Relational Databases (SQL Databases)

Relational databases organize information into tables with rows (records) and columns (attributes). Relationships between tables are maintained through keys. Popular relational engines include PostgreSQL, MySQL, SQL Server, and SQLite.

Non-relational Databases (NoSQL)

NoSQL systems store information using alternative formats such as JSON documents, key-value pairs, or graphs. They shine in scenarios that require flexible schemas or massive horizontal scaling.

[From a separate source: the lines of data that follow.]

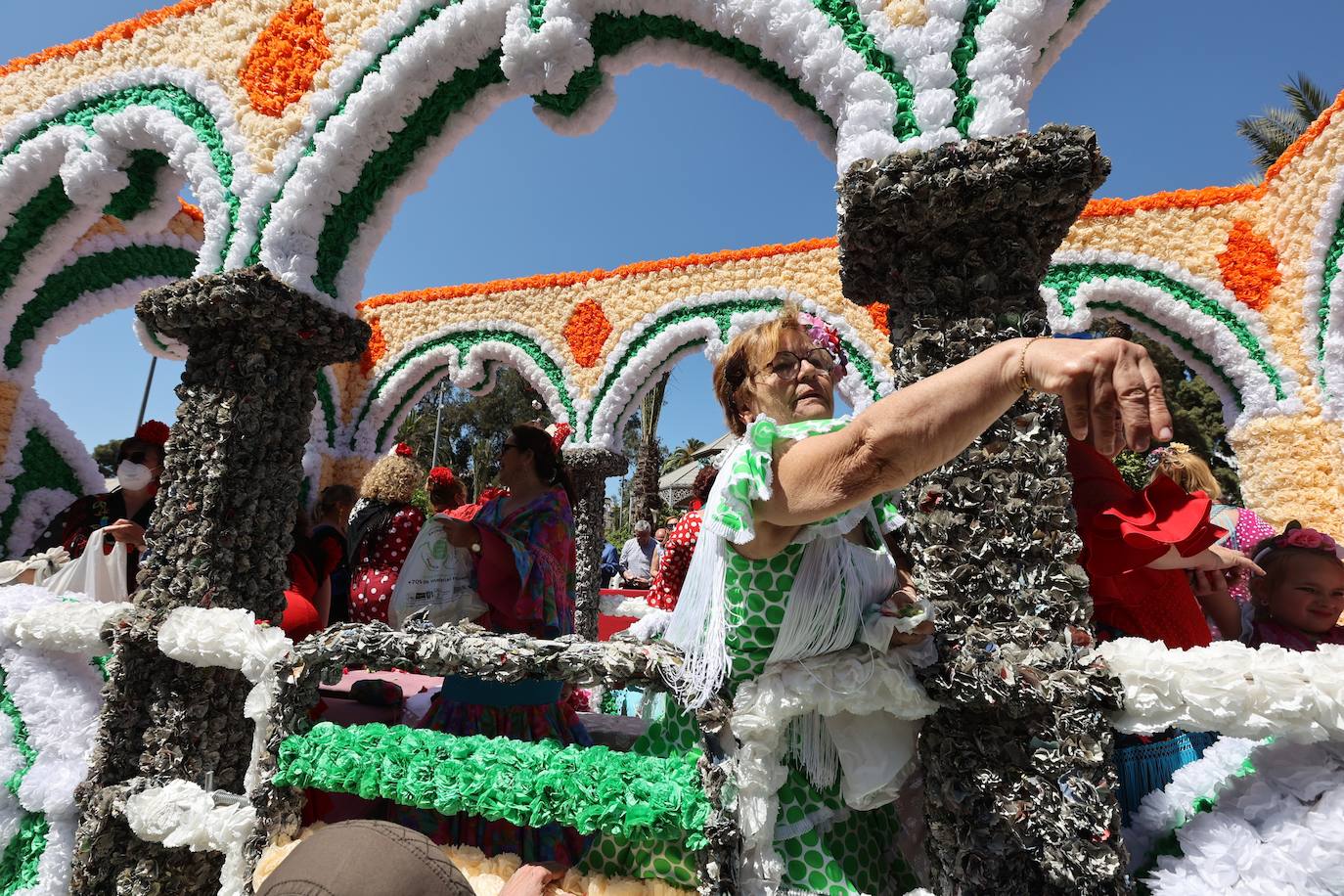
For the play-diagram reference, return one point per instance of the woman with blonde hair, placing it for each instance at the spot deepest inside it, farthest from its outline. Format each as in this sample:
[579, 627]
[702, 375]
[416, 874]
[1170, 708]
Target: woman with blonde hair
[381, 531]
[1191, 471]
[791, 563]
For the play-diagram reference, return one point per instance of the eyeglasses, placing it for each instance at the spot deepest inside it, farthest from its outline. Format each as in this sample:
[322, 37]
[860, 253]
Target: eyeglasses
[786, 364]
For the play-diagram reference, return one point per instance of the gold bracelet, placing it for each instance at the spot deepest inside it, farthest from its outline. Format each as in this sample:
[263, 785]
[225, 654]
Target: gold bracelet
[1021, 364]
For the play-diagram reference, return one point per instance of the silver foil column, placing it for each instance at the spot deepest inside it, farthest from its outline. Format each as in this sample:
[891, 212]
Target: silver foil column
[221, 535]
[1020, 786]
[589, 469]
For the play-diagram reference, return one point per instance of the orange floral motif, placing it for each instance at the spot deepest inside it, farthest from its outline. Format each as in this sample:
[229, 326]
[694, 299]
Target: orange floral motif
[1175, 199]
[586, 332]
[545, 281]
[112, 34]
[877, 312]
[377, 347]
[285, 58]
[1249, 265]
[191, 211]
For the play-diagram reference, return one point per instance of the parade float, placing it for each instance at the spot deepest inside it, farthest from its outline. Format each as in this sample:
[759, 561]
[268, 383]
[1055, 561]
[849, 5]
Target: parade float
[162, 744]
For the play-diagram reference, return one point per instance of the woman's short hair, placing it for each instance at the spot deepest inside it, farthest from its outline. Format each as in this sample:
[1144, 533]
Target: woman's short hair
[547, 460]
[394, 479]
[747, 351]
[140, 448]
[1187, 470]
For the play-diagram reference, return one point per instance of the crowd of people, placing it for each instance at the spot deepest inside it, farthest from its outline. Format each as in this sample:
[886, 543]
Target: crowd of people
[791, 550]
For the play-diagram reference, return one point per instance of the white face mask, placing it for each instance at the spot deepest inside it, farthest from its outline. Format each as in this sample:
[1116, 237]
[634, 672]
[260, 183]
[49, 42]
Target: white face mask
[133, 477]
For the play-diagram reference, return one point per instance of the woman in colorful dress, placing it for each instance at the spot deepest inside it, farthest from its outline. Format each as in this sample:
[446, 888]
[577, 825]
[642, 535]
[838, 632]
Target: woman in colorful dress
[791, 561]
[381, 529]
[523, 543]
[680, 546]
[124, 512]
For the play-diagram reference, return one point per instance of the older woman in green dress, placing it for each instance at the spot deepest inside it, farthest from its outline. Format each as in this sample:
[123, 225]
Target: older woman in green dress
[793, 561]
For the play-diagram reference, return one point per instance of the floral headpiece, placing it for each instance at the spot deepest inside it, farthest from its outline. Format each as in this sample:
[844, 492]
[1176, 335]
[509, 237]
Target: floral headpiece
[154, 431]
[1172, 450]
[826, 336]
[1297, 536]
[560, 431]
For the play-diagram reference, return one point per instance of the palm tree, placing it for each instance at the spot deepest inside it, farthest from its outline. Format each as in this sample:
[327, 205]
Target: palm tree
[647, 501]
[1275, 130]
[682, 454]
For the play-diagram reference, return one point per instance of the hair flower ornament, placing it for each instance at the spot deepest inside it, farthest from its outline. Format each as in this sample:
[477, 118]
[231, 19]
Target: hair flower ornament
[826, 336]
[1297, 536]
[1157, 456]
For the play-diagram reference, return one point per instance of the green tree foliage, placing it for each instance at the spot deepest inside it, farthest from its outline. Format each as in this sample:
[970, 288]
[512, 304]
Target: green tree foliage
[682, 454]
[473, 427]
[1272, 132]
[105, 456]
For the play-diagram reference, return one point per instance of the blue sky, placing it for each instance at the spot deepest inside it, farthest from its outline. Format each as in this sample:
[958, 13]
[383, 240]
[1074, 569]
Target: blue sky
[689, 165]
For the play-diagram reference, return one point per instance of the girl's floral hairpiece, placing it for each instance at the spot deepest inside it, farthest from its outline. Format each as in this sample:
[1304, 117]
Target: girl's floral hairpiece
[560, 431]
[1297, 536]
[154, 431]
[1172, 450]
[826, 336]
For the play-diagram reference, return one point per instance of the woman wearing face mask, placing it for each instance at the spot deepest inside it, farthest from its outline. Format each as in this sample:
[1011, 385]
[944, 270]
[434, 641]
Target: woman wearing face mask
[125, 511]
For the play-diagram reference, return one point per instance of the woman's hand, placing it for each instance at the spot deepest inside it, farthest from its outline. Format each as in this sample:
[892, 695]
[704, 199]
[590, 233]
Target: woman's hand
[1110, 389]
[126, 532]
[531, 880]
[1232, 561]
[460, 532]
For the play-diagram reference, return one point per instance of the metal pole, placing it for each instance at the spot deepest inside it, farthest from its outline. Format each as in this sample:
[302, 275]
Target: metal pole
[150, 381]
[438, 421]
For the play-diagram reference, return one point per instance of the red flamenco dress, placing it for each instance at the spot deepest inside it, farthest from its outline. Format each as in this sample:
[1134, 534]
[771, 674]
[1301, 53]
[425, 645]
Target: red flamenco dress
[1124, 529]
[525, 575]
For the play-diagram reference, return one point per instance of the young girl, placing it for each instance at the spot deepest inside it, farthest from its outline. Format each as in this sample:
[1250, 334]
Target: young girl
[1298, 601]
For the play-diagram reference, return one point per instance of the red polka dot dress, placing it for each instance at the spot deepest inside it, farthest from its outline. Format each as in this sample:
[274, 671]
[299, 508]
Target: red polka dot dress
[676, 560]
[380, 561]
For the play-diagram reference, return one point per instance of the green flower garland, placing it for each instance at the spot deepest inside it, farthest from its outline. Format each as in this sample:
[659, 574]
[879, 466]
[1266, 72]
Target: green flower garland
[590, 788]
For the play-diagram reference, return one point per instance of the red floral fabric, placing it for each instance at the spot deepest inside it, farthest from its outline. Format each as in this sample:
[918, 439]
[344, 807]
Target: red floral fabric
[380, 561]
[676, 560]
[1122, 532]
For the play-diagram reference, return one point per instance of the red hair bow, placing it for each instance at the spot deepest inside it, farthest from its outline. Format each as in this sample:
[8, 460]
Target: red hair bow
[152, 431]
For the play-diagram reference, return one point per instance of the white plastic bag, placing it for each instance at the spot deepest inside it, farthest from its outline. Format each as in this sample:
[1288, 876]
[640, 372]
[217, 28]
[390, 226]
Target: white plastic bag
[876, 755]
[100, 575]
[435, 578]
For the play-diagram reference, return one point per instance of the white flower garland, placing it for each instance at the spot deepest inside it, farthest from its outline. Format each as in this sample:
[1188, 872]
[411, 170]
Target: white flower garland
[467, 373]
[183, 814]
[1272, 831]
[628, 607]
[1009, 42]
[1164, 810]
[1256, 389]
[858, 681]
[1230, 688]
[58, 696]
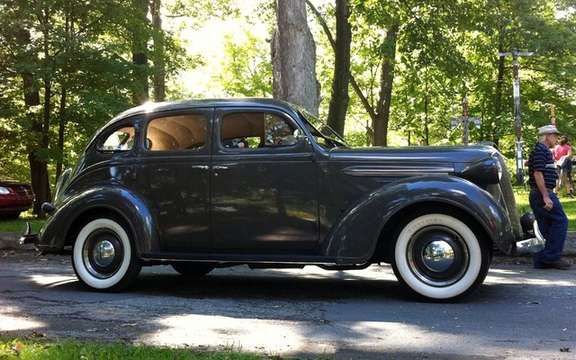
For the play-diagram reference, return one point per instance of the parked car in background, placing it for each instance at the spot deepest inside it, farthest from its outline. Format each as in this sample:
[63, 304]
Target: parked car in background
[215, 183]
[15, 197]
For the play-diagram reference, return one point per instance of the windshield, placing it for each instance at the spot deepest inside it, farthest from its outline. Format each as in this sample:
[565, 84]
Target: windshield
[323, 134]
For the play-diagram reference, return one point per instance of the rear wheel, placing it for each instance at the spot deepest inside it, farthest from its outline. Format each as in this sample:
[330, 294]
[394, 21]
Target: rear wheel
[104, 257]
[192, 269]
[440, 257]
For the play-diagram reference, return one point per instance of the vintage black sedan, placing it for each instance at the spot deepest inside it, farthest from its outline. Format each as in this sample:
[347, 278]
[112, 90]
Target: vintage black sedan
[212, 183]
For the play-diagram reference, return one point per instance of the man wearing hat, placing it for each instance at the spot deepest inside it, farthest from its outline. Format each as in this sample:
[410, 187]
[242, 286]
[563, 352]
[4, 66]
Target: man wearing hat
[552, 220]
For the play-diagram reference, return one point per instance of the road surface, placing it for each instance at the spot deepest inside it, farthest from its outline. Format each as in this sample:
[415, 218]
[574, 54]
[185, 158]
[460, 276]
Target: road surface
[519, 312]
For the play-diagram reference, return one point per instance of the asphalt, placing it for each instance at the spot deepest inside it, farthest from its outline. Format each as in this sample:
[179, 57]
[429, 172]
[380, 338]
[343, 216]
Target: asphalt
[519, 312]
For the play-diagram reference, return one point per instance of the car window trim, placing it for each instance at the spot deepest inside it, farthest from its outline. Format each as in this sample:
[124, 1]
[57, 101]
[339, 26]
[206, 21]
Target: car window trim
[223, 111]
[104, 136]
[207, 112]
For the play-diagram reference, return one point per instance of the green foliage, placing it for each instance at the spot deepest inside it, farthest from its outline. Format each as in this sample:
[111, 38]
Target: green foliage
[247, 70]
[64, 350]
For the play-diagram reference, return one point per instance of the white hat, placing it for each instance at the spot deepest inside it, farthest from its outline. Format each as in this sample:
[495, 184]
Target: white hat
[548, 129]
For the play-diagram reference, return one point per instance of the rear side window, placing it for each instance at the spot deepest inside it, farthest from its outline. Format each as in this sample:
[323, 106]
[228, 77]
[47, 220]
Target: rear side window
[175, 133]
[250, 130]
[120, 140]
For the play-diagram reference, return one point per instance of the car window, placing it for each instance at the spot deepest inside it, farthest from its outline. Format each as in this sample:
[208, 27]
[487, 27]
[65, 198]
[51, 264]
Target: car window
[179, 132]
[120, 140]
[250, 130]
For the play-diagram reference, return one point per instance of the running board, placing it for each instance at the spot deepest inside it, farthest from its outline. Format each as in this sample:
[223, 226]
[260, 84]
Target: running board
[531, 245]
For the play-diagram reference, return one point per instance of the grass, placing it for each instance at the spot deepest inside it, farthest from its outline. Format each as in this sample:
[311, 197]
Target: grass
[18, 225]
[43, 349]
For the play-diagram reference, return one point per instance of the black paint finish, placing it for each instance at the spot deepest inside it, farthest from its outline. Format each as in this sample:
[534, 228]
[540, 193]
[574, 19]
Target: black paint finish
[296, 204]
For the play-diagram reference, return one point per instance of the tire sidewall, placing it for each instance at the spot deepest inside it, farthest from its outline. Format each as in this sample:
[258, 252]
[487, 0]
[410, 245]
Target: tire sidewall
[82, 272]
[474, 273]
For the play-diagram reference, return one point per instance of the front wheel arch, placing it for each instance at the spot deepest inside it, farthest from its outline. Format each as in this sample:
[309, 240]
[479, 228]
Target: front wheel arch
[384, 251]
[427, 270]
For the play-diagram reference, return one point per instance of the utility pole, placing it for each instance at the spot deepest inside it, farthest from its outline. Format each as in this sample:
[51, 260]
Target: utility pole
[517, 114]
[465, 120]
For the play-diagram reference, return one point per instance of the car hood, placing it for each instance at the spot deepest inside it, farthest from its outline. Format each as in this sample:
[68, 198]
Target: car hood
[423, 154]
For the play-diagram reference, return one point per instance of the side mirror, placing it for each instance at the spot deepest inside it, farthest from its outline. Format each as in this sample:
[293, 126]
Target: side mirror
[299, 135]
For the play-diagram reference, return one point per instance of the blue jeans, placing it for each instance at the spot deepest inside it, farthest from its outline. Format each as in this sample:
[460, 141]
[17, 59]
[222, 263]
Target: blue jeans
[553, 225]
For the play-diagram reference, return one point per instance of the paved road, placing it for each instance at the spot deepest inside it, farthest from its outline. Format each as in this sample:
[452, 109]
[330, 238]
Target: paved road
[519, 313]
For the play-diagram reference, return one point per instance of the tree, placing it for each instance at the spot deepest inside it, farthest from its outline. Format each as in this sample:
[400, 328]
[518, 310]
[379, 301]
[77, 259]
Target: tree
[158, 54]
[246, 68]
[294, 57]
[340, 98]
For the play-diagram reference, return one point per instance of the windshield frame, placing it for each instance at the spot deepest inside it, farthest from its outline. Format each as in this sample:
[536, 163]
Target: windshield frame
[324, 130]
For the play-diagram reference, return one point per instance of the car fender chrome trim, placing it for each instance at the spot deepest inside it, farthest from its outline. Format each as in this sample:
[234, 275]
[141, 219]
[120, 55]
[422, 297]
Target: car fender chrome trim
[396, 171]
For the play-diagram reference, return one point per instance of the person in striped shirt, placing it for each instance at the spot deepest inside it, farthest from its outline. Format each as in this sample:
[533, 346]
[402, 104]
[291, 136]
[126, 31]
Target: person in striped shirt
[552, 220]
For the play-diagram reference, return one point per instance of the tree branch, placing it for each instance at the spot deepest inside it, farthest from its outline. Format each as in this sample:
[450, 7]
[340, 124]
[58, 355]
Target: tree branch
[353, 82]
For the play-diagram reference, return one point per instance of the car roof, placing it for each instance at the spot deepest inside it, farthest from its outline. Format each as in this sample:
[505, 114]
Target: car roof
[152, 107]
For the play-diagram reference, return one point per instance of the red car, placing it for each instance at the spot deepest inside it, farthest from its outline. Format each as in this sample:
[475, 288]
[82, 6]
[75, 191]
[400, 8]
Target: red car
[15, 197]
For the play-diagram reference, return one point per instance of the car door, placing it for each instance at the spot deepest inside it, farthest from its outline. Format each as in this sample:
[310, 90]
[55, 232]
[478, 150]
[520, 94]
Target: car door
[264, 184]
[175, 177]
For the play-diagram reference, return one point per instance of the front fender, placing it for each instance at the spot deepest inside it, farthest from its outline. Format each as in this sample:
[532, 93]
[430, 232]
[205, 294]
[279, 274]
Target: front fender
[107, 197]
[355, 237]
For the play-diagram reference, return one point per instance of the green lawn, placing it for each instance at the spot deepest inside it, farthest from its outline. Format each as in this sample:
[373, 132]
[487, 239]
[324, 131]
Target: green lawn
[18, 225]
[72, 349]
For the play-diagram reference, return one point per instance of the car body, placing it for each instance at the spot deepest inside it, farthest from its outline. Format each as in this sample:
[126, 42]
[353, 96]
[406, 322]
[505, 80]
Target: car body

While this course focuses on SQL, it is helpful to recognize where other models fit.

TypeDescriptionExample DatabaseOfficial Documentation
Document DatabaseStores data as JSON-like documentsMongoDBMongoDB Docs
Key-Value StoreUses key-value pairs for extremely fast lookupsRedisRedis Documentation
Column-Family StoreOrganizes data by columns for analytics workloadsApache CassandraCassandra Documentation
Graph DatabaseFocuses on nodes and relationshipsNeo4jNeo4j Documentation

Meet the E-commerce Schema

We will revisit the same core tables in every lesson:

  • category - Stores category_id and category_name.
  • seller - Contains store and contact details for marketplace sellers.
  • customer - Lists shoppers, signup year, and optional category preference.
  • product - Represents each catalog item, including price, stock, and category.
  • orders - Stores purchases with status and delivery timestamps.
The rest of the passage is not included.